This invention relates to programmable logic array integrated circuit devices, and more particularly to programmable logic array devices having discrete programmable logic regions that are grouped together and are interconnected by three types of conductors.
Programmable logic array integrated circuits are well known as shown, for example, by commonly-assigned U.S. Pat. Nos. 5,260,610 and 5,260,611, which are hereby incorporated by reference in their entirety. As shown in those patents, many modern programmable logic array devices have a large number of programmable logic regions disposed in a two-dimensional array on the integrated circuit. Each programmable logic region is capable of performing a relatively simple logic function, the particular logic function performed by each programmable logic region being selected when the device is "programmed" prior to its use as a logic device. Interconnection conductors are provided on the device for (1) delivering to each programmable logic region the signals on which that programmable logic region will operate, and (2) conveying from each programmable logic region the signals indicative of the logic performed by that programmable logic region. These interconnection conductors can be used to convey output signals from one programmable logic region to the inputs of other programmable logic regions, thereby making it possible for the programmable logic array device to perform much more complex logic functions than any individual programmable logic region can perform. Just as the logic functions performed by the individual programmable logic regions are programmable, many of the connections between interconnection conductors and between the programmable logic regions and the interconnection conductors are also typically programmable so that the manner in which signals are routed through the interconnection conductors and the manner in which the programmable logic regions are thereby interconnected is also programmable.

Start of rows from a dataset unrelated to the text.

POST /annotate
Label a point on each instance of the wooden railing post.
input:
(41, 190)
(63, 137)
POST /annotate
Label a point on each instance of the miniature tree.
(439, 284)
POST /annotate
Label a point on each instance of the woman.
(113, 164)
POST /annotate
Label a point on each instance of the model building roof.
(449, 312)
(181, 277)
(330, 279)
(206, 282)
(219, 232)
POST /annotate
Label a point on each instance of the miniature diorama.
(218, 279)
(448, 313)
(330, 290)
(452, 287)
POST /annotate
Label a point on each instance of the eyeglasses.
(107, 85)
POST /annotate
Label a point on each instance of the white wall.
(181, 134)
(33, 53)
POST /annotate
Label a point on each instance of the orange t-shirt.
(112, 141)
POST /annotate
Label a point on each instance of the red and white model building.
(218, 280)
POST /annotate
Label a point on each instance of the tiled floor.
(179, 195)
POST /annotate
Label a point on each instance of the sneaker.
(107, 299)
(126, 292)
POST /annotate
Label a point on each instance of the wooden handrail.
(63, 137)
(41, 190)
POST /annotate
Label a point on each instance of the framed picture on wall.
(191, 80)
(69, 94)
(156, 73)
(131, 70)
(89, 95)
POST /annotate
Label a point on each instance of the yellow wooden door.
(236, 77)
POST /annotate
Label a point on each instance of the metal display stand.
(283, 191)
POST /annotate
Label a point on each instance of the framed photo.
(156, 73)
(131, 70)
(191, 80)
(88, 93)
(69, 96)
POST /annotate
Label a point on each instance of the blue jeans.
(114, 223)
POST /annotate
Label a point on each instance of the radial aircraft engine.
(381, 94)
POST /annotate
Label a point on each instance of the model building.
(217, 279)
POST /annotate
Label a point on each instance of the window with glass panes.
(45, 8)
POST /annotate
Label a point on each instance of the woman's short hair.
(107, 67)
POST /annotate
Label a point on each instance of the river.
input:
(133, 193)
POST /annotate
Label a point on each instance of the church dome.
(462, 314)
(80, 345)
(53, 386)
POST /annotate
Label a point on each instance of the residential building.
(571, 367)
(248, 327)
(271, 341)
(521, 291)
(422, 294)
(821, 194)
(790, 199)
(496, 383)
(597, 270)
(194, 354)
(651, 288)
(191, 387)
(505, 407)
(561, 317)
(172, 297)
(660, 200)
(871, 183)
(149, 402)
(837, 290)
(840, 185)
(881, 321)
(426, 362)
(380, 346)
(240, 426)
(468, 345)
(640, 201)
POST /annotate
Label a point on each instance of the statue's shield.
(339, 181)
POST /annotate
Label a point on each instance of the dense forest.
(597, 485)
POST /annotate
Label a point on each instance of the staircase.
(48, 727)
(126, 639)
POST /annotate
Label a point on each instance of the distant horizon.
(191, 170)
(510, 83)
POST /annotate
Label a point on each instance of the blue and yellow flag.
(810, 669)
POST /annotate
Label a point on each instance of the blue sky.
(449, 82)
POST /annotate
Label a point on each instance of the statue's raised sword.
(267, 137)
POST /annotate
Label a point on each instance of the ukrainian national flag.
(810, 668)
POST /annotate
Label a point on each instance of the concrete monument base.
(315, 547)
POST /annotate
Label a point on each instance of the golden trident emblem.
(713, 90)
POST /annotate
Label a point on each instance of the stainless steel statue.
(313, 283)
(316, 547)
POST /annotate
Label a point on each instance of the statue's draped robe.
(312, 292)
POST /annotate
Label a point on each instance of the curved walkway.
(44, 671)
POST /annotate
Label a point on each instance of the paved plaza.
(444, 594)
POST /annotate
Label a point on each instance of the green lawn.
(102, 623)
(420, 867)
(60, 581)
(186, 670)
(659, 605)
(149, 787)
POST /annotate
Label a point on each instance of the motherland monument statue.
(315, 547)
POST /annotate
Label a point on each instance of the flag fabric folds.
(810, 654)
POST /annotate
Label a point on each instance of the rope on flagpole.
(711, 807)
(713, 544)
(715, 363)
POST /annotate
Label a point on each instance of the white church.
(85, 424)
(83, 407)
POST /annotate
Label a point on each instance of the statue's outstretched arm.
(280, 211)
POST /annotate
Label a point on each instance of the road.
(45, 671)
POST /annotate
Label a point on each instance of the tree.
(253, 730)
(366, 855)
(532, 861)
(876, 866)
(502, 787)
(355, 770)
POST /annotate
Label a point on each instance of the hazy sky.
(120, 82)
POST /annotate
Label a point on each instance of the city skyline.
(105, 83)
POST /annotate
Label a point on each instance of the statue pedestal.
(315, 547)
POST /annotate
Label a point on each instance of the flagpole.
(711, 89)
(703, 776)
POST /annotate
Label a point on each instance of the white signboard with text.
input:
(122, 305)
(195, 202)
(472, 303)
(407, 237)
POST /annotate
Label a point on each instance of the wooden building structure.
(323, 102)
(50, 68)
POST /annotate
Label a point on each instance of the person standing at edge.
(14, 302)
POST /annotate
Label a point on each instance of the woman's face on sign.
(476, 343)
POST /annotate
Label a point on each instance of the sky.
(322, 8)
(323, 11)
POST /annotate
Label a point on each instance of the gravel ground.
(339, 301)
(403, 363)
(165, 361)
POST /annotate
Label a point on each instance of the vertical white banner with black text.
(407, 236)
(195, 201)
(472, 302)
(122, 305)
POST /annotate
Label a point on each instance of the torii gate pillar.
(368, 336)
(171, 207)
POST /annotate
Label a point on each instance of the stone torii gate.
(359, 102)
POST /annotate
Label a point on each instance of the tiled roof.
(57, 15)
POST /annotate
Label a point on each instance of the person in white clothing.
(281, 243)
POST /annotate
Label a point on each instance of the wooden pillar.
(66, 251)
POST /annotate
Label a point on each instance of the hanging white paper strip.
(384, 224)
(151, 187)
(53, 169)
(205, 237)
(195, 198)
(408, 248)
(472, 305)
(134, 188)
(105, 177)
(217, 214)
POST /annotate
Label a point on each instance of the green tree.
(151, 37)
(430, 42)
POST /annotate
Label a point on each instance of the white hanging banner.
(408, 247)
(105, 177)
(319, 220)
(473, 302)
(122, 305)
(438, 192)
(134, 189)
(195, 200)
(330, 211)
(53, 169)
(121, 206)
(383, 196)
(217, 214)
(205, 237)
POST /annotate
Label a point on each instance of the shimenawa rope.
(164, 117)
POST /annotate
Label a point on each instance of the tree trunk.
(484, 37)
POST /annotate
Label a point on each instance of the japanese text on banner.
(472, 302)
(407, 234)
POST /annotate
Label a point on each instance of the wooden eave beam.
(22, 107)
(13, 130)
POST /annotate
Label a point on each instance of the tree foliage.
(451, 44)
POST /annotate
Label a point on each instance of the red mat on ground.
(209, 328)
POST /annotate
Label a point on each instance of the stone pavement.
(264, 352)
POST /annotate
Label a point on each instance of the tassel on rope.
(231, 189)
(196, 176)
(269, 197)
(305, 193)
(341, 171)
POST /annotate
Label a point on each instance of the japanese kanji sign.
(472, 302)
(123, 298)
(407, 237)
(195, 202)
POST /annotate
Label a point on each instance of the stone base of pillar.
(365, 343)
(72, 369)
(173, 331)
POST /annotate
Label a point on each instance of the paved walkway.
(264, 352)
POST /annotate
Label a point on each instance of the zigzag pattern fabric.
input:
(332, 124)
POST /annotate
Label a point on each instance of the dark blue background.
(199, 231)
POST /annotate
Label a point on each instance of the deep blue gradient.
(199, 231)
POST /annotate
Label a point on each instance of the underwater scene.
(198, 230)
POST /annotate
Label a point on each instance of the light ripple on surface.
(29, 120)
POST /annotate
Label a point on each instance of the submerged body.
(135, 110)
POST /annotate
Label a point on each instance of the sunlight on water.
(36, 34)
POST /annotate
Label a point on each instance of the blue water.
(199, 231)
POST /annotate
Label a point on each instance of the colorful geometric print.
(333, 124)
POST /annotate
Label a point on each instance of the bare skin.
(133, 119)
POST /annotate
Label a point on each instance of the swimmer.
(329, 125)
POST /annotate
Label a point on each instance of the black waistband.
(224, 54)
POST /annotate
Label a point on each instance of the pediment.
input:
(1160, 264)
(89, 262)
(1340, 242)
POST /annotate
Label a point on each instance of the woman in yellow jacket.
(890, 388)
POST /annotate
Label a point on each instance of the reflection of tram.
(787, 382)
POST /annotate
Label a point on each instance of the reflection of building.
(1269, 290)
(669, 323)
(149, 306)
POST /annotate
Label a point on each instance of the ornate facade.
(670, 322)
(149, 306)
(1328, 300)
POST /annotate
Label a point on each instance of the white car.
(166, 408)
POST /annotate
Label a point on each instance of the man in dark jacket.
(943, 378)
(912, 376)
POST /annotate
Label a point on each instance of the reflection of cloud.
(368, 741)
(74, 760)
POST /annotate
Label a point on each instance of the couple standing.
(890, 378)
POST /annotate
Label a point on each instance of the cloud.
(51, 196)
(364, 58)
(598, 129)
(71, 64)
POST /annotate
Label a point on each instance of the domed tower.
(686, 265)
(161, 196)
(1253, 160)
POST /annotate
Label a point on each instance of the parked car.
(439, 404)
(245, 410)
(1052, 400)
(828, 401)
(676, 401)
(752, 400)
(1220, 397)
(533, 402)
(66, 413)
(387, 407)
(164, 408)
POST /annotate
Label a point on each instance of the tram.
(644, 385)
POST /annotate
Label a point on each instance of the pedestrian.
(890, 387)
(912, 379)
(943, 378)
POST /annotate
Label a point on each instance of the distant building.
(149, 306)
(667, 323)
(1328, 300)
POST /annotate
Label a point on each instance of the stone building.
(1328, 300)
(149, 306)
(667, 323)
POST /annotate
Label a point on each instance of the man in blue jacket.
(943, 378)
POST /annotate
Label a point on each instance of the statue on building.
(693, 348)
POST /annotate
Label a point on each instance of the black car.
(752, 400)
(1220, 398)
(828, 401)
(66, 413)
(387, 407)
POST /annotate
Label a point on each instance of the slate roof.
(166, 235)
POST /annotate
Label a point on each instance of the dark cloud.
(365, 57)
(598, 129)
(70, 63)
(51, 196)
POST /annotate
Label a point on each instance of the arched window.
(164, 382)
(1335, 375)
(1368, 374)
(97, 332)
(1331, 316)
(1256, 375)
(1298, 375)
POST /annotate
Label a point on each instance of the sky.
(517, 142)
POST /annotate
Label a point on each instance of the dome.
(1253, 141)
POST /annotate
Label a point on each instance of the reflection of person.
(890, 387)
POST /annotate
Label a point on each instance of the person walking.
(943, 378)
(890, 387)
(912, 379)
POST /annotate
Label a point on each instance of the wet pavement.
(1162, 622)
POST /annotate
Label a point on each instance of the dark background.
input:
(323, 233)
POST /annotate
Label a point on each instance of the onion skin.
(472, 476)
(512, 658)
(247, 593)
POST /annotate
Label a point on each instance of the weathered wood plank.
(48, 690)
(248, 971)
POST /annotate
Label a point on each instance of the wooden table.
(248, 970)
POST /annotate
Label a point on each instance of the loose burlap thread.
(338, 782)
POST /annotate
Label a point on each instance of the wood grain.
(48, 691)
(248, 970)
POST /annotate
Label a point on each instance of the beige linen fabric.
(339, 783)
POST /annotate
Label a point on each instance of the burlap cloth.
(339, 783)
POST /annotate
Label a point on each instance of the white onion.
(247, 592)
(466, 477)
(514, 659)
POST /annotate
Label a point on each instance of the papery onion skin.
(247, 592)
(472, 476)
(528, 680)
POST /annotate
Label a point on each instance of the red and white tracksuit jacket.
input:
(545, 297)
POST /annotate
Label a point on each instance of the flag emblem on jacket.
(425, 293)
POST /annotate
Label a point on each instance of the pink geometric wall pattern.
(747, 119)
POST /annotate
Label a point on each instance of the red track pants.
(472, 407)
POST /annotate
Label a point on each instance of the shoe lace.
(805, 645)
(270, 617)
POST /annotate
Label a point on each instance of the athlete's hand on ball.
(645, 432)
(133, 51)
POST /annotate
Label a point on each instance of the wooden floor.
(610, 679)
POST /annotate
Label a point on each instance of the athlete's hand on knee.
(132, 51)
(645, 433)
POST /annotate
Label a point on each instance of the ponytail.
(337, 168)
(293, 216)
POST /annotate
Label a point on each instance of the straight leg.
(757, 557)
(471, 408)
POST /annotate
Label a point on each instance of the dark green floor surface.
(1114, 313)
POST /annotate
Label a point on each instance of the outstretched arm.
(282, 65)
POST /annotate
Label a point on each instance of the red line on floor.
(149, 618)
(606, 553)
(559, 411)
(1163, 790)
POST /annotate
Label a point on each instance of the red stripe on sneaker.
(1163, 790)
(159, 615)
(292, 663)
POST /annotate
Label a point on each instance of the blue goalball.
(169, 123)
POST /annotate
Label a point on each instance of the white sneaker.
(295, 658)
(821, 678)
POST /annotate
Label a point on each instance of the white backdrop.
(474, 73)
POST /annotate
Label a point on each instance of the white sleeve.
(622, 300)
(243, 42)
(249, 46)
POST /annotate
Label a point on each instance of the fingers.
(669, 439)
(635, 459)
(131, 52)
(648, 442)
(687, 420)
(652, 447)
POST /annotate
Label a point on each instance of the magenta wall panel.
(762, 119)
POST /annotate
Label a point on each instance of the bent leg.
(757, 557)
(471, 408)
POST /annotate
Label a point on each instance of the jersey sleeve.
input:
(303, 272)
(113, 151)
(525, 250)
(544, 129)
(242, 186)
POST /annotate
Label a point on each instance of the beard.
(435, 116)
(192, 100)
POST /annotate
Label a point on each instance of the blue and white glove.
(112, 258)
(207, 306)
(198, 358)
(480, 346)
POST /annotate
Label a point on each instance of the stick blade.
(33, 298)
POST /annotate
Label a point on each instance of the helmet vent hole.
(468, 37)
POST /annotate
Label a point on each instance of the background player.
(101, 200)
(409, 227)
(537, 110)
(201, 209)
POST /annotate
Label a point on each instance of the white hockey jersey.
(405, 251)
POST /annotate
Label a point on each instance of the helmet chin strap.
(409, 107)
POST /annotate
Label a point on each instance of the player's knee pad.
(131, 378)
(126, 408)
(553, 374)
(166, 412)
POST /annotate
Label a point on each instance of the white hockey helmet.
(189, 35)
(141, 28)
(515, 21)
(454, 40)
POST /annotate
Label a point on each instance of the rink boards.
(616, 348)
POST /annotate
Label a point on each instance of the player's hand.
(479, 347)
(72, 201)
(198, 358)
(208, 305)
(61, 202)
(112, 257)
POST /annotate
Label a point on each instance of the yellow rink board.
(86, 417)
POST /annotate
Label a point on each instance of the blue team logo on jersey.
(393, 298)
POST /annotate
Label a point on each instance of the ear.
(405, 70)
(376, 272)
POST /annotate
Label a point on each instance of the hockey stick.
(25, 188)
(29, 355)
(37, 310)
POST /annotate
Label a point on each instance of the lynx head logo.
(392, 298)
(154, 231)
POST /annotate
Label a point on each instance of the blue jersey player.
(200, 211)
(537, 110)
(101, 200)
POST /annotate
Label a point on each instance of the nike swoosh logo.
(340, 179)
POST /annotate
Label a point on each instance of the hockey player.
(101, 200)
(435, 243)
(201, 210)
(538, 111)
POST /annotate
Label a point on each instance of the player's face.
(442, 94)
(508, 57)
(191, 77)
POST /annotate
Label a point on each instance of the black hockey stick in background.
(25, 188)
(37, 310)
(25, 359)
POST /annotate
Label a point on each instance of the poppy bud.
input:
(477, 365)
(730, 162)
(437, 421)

It is difficult to design a programmable logic array device of the type described above which has just the right ratio of programmable logic region resources to interconnection conductor resources. These devices are intended as general-purpose devices, and the designer of a device cannot know all of the many uses to which end users may wish to put the device. For example, some uses may require a high degree of interconnection between programmable logic regions, while other uses may need much less interconnection. Even the type of interconnection needed by the user may vary. Some uses may involve functions with large fan out, requiring wide distribution of a programmable logic region output to many other programmable logic regions. Other uses may involve more incremental logic, never requiring that any programmable logic region output go to more than a small number of other programmable logic regions.
One device architecture for providing interconnection circuitry that will meet a variety of needs is shown in U.S. Pat. No. Re. 34,363, and embodied in a commercial product available from the assignee of that patent. That architecture includes many short segments of conductor, having lengths on the order of the length of one programmable logic region. Those short conductors are programmably interconnectable to route signals from one programmable logic region to one or more other programmable logic regions. Although a small number of "global" conductors--i.e., conductors that span an entire dimension of the array--are provided, most "long-distance" connections between programmable logic regions must be constructed by programmably connecting a number of short conductors. A disadvantage of this approach is that each conductor connection tends to delay and attenuate the signal being transmitted. Because the numbers of conductor connections through which various signals may have to travel can vary significantly, maintaining synchronization and uniform level among several signals can be difficult or may limit the speed at which the device can be operated. Moreover, to the extent that programming a programmable interconnection consumes a portion of the memory and programming resources of the device, constructing long-distance interconnections by programmably connecting large numbers of short conductors consumes a large amount of device resources that otherwise could be devoted to logic functions.
One of the motivations behind the architecture just described is that heretofore integrated circuit devices were primarily provided on substrates having one semiconductor layer, in which the programmable elements are formed, and two metallization layers, in which conduction paths are formed, all separated by appropriate insulating layers.
Recently, semiconductor devices having three metallization layers have become more readily available. It would be desirable to be able to provide a programmable logic array device architecture that takes advantage of the greater availability of such devices. In particular, it would be desirable to be able to provide a programmable logic array device architecture that relies on fewer programmable resources to achieve connections between programmable logic regions thereof. It would also be desirable to be able to provide such a device having a greater number of global conductors.